Stability of falling flyers

The motion of falling $\vee$-flyers is studied using an inviscid vortex shedding model. The body and vortices separated from the edge of the body are described by vortex sheets. The model provides a highly resolved vorticity field of the flow. We investigate the stability of falling flyers for various physical parameters. At high Reynolds numbers, the dynamics of falling bodies are characterized by the Froude number, which represents the relative importance of body inertia. We consider four folding angles of the wings: ${\varphi }_0=10^{\circ },20^{\circ },30^{\circ }$, and 45°, with the Froude number $\text{Fr}=1$. Our results show significant differences in the stability of flyers for varying the folding angle.
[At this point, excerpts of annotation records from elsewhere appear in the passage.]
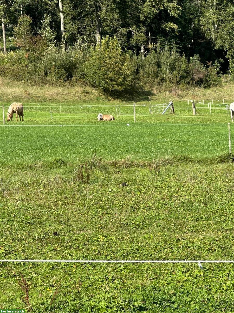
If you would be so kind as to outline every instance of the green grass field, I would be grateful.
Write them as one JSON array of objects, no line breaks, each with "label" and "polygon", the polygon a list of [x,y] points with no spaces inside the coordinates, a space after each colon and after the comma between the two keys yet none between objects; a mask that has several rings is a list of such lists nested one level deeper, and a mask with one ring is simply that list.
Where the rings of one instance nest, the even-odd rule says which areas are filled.
[{"label": "green grass field", "polygon": [[[234,259],[227,110],[47,103],[0,126],[0,259]],[[202,265],[0,263],[0,309],[234,312],[234,265]]]}]

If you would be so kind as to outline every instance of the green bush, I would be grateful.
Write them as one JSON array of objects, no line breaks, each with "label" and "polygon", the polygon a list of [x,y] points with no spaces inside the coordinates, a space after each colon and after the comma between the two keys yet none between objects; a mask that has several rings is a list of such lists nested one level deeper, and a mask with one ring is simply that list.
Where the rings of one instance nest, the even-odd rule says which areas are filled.
[{"label": "green bush", "polygon": [[145,88],[166,84],[188,84],[191,79],[188,61],[185,56],[181,56],[175,48],[159,47],[153,50],[140,62],[139,75]]},{"label": "green bush", "polygon": [[85,64],[86,81],[109,94],[129,90],[134,86],[136,69],[131,56],[122,51],[116,38],[103,39]]}]

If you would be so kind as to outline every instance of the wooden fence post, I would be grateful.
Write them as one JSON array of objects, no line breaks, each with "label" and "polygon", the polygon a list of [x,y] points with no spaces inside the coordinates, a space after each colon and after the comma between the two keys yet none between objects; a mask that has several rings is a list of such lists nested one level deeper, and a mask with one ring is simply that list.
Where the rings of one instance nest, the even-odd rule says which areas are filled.
[{"label": "wooden fence post", "polygon": [[171,110],[173,114],[175,114],[175,109],[174,108],[174,105],[172,101],[171,101]]},{"label": "wooden fence post", "polygon": [[229,153],[232,153],[232,148],[231,147],[231,135],[230,132],[230,123],[228,123],[228,141],[229,141]]},{"label": "wooden fence post", "polygon": [[192,109],[193,109],[193,115],[195,115],[196,114],[196,108],[195,106],[195,102],[194,100],[192,100]]},{"label": "wooden fence post", "polygon": [[5,114],[4,113],[4,105],[2,105],[2,114],[3,114],[3,123],[5,124]]}]

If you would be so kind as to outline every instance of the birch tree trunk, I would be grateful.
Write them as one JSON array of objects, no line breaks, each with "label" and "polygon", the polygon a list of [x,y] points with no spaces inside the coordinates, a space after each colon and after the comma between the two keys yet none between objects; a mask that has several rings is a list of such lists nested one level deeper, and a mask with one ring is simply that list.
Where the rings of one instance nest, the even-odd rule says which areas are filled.
[{"label": "birch tree trunk", "polygon": [[64,40],[64,22],[63,19],[63,6],[61,0],[59,0],[59,10],[60,11],[60,19],[61,20],[61,31],[62,33],[62,41]]},{"label": "birch tree trunk", "polygon": [[141,45],[141,59],[144,59],[144,45],[143,44]]},{"label": "birch tree trunk", "polygon": [[94,16],[96,21],[96,39],[97,45],[100,46],[101,23],[100,16],[99,14],[97,3],[96,1],[95,2],[94,5]]},{"label": "birch tree trunk", "polygon": [[4,53],[7,53],[7,41],[6,40],[6,31],[5,31],[5,19],[4,14],[2,17],[2,37],[3,37],[3,51]]}]

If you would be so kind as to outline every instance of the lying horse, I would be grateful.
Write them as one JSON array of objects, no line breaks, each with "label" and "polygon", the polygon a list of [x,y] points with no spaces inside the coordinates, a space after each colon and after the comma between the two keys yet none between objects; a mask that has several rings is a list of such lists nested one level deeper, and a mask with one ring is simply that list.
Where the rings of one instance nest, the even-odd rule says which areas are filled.
[{"label": "lying horse", "polygon": [[231,114],[232,121],[233,122],[233,117],[234,116],[234,102],[232,102],[231,103],[229,106],[229,108],[230,109],[230,113]]},{"label": "lying horse", "polygon": [[15,113],[16,115],[16,121],[18,121],[18,114],[20,117],[20,121],[21,122],[21,116],[22,116],[22,120],[24,121],[24,107],[23,105],[20,102],[13,102],[12,103],[9,107],[8,109],[8,112],[7,114],[7,120],[9,121],[11,119],[12,121],[12,118],[13,117],[13,114]]},{"label": "lying horse", "polygon": [[105,115],[100,113],[98,115],[98,121],[115,121],[113,115]]}]

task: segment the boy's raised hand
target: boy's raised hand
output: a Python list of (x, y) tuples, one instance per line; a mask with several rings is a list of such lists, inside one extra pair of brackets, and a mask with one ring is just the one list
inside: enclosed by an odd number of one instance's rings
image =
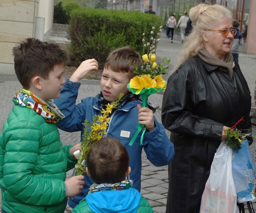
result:
[(137, 107), (139, 109), (139, 123), (145, 125), (148, 131), (153, 131), (156, 125), (153, 111), (147, 107), (142, 107), (139, 104), (137, 104)]
[(67, 189), (67, 196), (73, 197), (81, 193), (84, 184), (84, 177), (83, 175), (78, 175), (72, 177), (65, 181)]
[(97, 71), (99, 68), (98, 62), (94, 58), (84, 61), (70, 77), (69, 80), (73, 82), (79, 82), (85, 77), (90, 71)]

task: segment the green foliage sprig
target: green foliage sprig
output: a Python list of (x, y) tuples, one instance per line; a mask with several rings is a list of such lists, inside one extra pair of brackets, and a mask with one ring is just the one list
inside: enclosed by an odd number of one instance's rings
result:
[(246, 140), (248, 137), (255, 137), (251, 133), (243, 133), (242, 130), (238, 130), (235, 127), (233, 128), (228, 128), (225, 131), (225, 134), (227, 136), (225, 140), (225, 146), (230, 147), (233, 150), (238, 151), (241, 148), (241, 142)]

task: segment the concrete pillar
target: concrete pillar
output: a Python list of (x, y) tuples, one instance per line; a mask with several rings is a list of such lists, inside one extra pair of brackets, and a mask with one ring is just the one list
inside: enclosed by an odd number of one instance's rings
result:
[(130, 11), (131, 10), (131, 8), (132, 7), (132, 1), (128, 1), (127, 2), (127, 10)]
[(40, 16), (35, 16), (35, 33), (34, 37), (35, 38), (39, 39), (42, 41), (44, 40), (44, 17)]
[(245, 53), (247, 54), (256, 54), (256, 28), (255, 20), (256, 20), (256, 1), (251, 0), (250, 12), (247, 32)]

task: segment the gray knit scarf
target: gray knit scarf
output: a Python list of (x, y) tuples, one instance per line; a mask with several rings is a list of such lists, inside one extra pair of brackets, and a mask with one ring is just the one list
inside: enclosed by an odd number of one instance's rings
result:
[(233, 59), (232, 53), (230, 52), (226, 54), (224, 61), (217, 58), (205, 48), (199, 50), (198, 56), (206, 63), (212, 65), (218, 66), (227, 68), (231, 78), (233, 76)]

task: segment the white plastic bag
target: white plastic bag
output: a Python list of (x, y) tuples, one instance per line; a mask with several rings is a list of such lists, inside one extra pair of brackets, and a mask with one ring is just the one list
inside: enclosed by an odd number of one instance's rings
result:
[(221, 143), (202, 196), (200, 213), (235, 213), (236, 192), (232, 174), (232, 150)]

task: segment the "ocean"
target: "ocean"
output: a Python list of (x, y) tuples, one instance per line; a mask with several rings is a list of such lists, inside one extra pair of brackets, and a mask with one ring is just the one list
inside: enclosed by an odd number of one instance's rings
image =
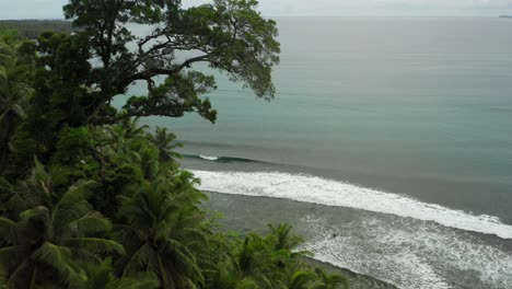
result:
[(219, 76), (217, 124), (144, 119), (199, 187), (296, 216), (316, 258), (399, 288), (512, 288), (512, 21), (276, 21), (275, 100)]

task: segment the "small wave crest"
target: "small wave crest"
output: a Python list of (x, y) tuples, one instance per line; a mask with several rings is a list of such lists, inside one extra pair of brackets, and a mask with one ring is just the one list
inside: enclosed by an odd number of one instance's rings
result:
[(210, 172), (193, 170), (200, 189), (224, 194), (287, 198), (326, 206), (348, 207), (395, 215), (444, 227), (512, 239), (512, 226), (487, 215), (472, 215), (398, 194), (338, 181), (282, 172)]
[(196, 159), (196, 160), (220, 162), (220, 163), (229, 163), (229, 162), (265, 163), (264, 161), (257, 161), (257, 160), (251, 160), (251, 159), (244, 159), (244, 158), (233, 158), (233, 157), (217, 157), (217, 155), (189, 154), (189, 153), (184, 153), (183, 157), (187, 159)]

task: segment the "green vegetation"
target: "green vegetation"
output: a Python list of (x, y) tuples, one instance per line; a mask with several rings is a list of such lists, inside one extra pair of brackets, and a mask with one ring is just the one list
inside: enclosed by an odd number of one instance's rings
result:
[[(199, 180), (176, 162), (175, 136), (138, 125), (188, 112), (214, 122), (202, 97), (214, 79), (197, 61), (274, 96), (277, 30), (256, 4), (71, 0), (73, 35), (0, 33), (0, 287), (347, 287), (301, 262), (309, 253), (287, 224), (219, 230)], [(139, 38), (133, 22), (154, 31)], [(198, 55), (177, 62), (184, 50)], [(135, 81), (148, 94), (110, 106)]]
[(18, 31), (20, 36), (28, 39), (37, 37), (47, 31), (71, 34), (74, 30), (69, 21), (63, 20), (0, 20), (0, 31)]

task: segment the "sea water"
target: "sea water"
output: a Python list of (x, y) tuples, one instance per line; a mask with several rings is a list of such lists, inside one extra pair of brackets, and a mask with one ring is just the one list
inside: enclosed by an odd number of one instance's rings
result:
[(200, 188), (316, 204), (306, 248), (400, 288), (512, 288), (512, 21), (277, 23), (274, 101), (220, 77), (216, 125), (144, 120)]

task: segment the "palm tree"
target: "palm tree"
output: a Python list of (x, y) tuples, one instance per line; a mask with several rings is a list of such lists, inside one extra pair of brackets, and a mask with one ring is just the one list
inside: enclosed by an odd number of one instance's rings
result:
[(81, 181), (55, 201), (23, 211), (19, 221), (0, 217), (0, 238), (5, 243), (0, 248), (0, 276), (5, 276), (1, 281), (8, 288), (78, 286), (86, 280), (79, 262), (124, 253), (121, 245), (102, 238), (112, 224), (91, 210), (86, 201), (91, 185)]
[(196, 181), (190, 176), (176, 178), (144, 182), (123, 203), (123, 223), (115, 226), (114, 235), (128, 253), (116, 264), (124, 277), (149, 271), (159, 277), (162, 288), (203, 286), (199, 264), (208, 247), (208, 232), (197, 206), (202, 194), (194, 188)]
[(88, 278), (80, 289), (155, 289), (160, 287), (159, 280), (151, 274), (138, 279), (117, 278), (113, 274), (112, 258), (100, 264), (85, 263), (83, 267)]
[(175, 142), (176, 135), (168, 132), (167, 128), (156, 127), (154, 135), (149, 135), (150, 141), (159, 149), (159, 161), (170, 162), (182, 159), (182, 154), (175, 152), (176, 148), (182, 148), (183, 143)]
[[(23, 60), (26, 61), (26, 60)], [(10, 140), (33, 94), (31, 69), (16, 53), (16, 45), (0, 35), (0, 173), (5, 169)]]
[(311, 289), (336, 289), (336, 288), (349, 288), (348, 279), (339, 274), (328, 274), (319, 268), (315, 269), (317, 275), (317, 281), (313, 284)]

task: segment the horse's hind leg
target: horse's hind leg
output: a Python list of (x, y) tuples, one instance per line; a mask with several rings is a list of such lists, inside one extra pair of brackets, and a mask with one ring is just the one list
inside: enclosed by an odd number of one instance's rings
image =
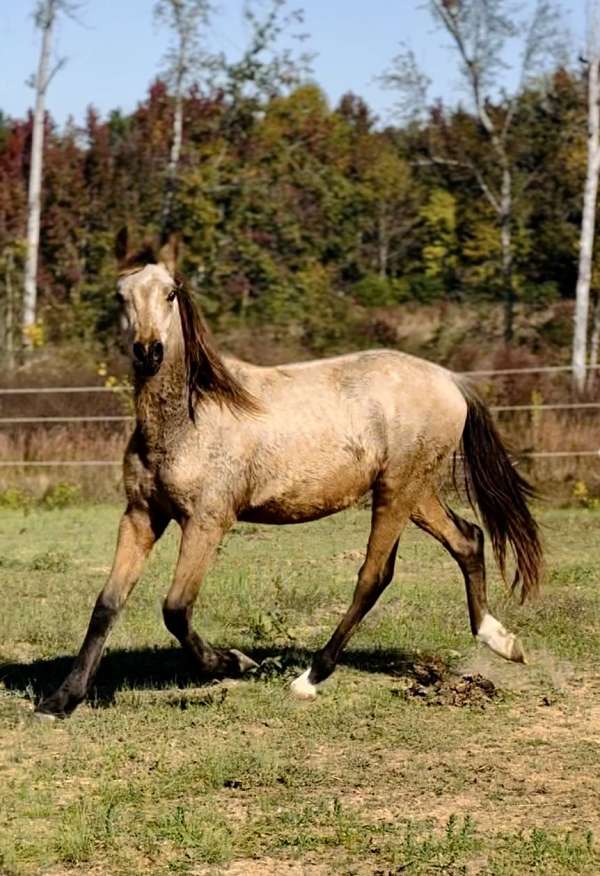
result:
[(189, 520), (183, 527), (179, 559), (171, 589), (163, 606), (165, 625), (203, 675), (238, 676), (257, 664), (241, 651), (213, 648), (192, 628), (192, 613), (204, 574), (210, 565), (223, 529)]
[(296, 696), (301, 699), (313, 699), (316, 696), (317, 685), (331, 675), (344, 645), (391, 582), (398, 541), (408, 516), (406, 504), (392, 497), (384, 497), (382, 491), (374, 493), (367, 555), (358, 573), (352, 604), (331, 639), (315, 654), (310, 669), (292, 682)]
[(460, 566), (473, 635), (501, 657), (524, 663), (521, 643), (493, 617), (488, 606), (481, 528), (459, 517), (434, 493), (419, 502), (411, 520), (443, 544)]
For ${\varphi }_0=10^{\circ }$, the oscillation of the side-to-side motion increases rapidly, whereas for ${\varphi }_0=20^{\circ }$ and 30°, the flyers fall similarly and the oscillation increases much more slowly than in the case of ${\varphi }_0=10^{\circ }$. For ${\varphi }_0=45^{\circ }$, the flyer falls stably at early times, but the oscillation later grows rapidly. We also examine the effects of varying the Froude number and the center of mass of the body, with a fixed angle of ${\varphi }_0=20^{\circ }$. The flyer maintains a side-to-side oscillation for $\text{Fr}=0.5$, whereas it becomes unstable and eventually flips for $\text{Fr}=2$. It is found that lowering the center of mass stabilizes the flyer, whereas heightening the center of mass destabilizes it. The results on the flyer’s stability have practical implications in real-world applications such as air-gliders and bio-inspired flyers.